Community 1
ATP Blog
Community 1: We Are Social
Right from the beginning of creation, humans were created to be social. God said (Genesis 2:18), ‘It is not good for man to be alone.’ Therefore, God created woman, and the institution of marriage. The Bible is clear that there is a place for those who are single, and those who are married, yet the ultimate relationship we are built for is that monogamous relationship between one man and one woman. The beautiful thing about marriage, is that God gave it to us (with many benefits) as a picture of His love for His people (Israel, and now also the Church).
Marriage is not the only relationship we have in this life, though. Family (parents-children, grandparents-grandchildren, aunts/uncles-nephews/nieces, cousins, etc.) is another relationship, one that is ‘forced’ upon us, and yet can be the most rewarding. There is cultural pressures for loyalty, and characteristics that start looking like the unconditional love God wants us to have for everyone.
Another important relationship in life is friendship with others (usually of the same gender). These are relationships that we choose based on things you have in common. Friendships are for companionship, helping each other, and listening to each other. This kind of support is emphasized in Ecclesiastes 4 (v9-12), where it says that two are better than one. Reasons given include a better return for the labour, someone to help them up when they fall, ‘warmth’ or support when needed, power to defend, and the strength of togetherness. Whether it is marriage, family, or friendships, we need these things. Research has proven that the results of labour from two people working together is far more than the combined labour of two people working separately!
Too often our society has convinced us that the ultimate in the quest for independence, is the ability to do anything and everything on your own. The Bible, and experience, tells us the opposite. In some areas independence is important and good, but for all these areas mentioned dependence is not a sign of weakness. We must recognize that we are created as social beings, needing the support of one another, and of God. There are times when you will be tired, weak, emotionally spent, stressed, or depressed. It is in those times when true friends will come and lift us up, encouraging us through both words and actions.
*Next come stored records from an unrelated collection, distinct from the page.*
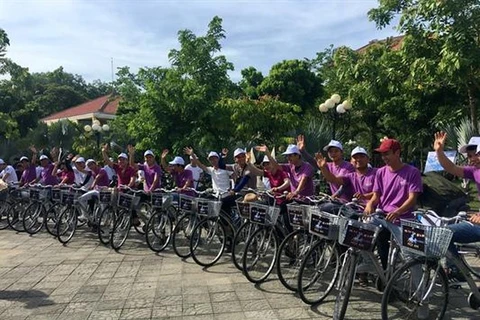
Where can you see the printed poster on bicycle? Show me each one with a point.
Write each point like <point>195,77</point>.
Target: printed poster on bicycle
<point>413,238</point>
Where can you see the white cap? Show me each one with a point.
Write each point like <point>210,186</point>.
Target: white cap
<point>333,143</point>
<point>473,142</point>
<point>177,160</point>
<point>148,153</point>
<point>238,151</point>
<point>213,154</point>
<point>292,149</point>
<point>359,150</point>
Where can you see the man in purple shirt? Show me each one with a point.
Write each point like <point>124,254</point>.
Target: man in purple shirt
<point>153,172</point>
<point>395,191</point>
<point>361,181</point>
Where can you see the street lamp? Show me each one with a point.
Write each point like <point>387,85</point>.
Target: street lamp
<point>339,109</point>
<point>97,129</point>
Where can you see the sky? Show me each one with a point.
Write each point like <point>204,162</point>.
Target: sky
<point>84,35</point>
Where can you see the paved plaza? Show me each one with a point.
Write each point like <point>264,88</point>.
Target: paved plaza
<point>41,279</point>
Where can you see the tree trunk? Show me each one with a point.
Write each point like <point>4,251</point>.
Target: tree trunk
<point>472,104</point>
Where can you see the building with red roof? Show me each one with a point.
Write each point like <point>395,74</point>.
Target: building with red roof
<point>103,109</point>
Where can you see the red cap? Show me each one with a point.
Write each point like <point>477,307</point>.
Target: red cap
<point>387,145</point>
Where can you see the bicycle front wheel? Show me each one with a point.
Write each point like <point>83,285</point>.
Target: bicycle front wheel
<point>347,276</point>
<point>260,255</point>
<point>159,231</point>
<point>207,242</point>
<point>419,289</point>
<point>121,229</point>
<point>67,224</point>
<point>318,272</point>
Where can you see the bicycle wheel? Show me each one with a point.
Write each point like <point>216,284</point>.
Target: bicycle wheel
<point>33,217</point>
<point>15,215</point>
<point>106,221</point>
<point>67,224</point>
<point>51,217</point>
<point>239,242</point>
<point>347,276</point>
<point>181,235</point>
<point>318,272</point>
<point>143,212</point>
<point>159,231</point>
<point>208,241</point>
<point>4,207</point>
<point>290,256</point>
<point>470,254</point>
<point>121,229</point>
<point>419,289</point>
<point>260,254</point>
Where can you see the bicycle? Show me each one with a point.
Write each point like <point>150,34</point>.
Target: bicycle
<point>360,237</point>
<point>420,287</point>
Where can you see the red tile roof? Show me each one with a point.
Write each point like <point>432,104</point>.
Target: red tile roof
<point>106,104</point>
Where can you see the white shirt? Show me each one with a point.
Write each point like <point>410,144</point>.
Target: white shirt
<point>196,172</point>
<point>220,179</point>
<point>12,175</point>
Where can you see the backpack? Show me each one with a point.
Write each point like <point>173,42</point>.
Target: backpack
<point>442,195</point>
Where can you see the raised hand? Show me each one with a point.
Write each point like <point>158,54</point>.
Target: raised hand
<point>439,142</point>
<point>321,161</point>
<point>165,153</point>
<point>301,142</point>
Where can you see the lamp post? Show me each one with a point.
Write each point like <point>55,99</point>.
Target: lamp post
<point>337,109</point>
<point>97,129</point>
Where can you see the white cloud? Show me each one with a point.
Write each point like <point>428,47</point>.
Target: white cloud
<point>82,36</point>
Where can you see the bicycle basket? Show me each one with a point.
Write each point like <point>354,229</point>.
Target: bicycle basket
<point>263,214</point>
<point>161,200</point>
<point>208,208</point>
<point>357,234</point>
<point>125,200</point>
<point>429,241</point>
<point>297,215</point>
<point>243,208</point>
<point>186,203</point>
<point>323,224</point>
<point>105,196</point>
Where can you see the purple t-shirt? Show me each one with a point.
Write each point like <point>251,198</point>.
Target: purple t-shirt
<point>361,183</point>
<point>394,187</point>
<point>150,173</point>
<point>29,174</point>
<point>296,174</point>
<point>182,178</point>
<point>341,171</point>
<point>46,176</point>
<point>472,173</point>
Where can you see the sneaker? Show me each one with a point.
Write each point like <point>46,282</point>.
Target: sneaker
<point>423,312</point>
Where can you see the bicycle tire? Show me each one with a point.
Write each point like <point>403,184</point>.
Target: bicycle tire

There are times when we encounter ‘enemies’ that are stronger than us, when the company of true friends provides the strength needed to counter the attack of the enemy.
Proverbs 18:24 reminds us ‘... there is a friend who sticks closer than a brother.’ Next to marriage (which is the ultimate in friendship, or at least should be), friendship is a relationship that is chosen to provide the support needed in life, that gives more strength and loyalty than even family, because it was chosen. The one thing that we must learn is the persistence and enduring quality of friendships (and marriages) that are based on the unconditional love of God, that never give up for anything.
Another Proverb (27:17) explains that friendship is meant not only to encourage, but to build up, like iron sharpening iron. A person doesn’t grow unless we experience struggles, and have someone to help us through the struggles. True friends need to be open and honest with each other, without getting offended at the openness. Listening to each other, and following advice is what helps us grow in our emotional and spiritual maturity. So, what kind of friend are you?
These times of COVID has pushed for more individuality, more complaining, more ‘naval gazing’ and more selfishness. As a Christian, I challenge you to counter that with true friendship, and unconditional love to show the world our amazing God, and the amazing hope He gives. We are social beings ... that is how God created us! So, let us go out and find ways to be social, encouraging, exhorting, and building up others, in love.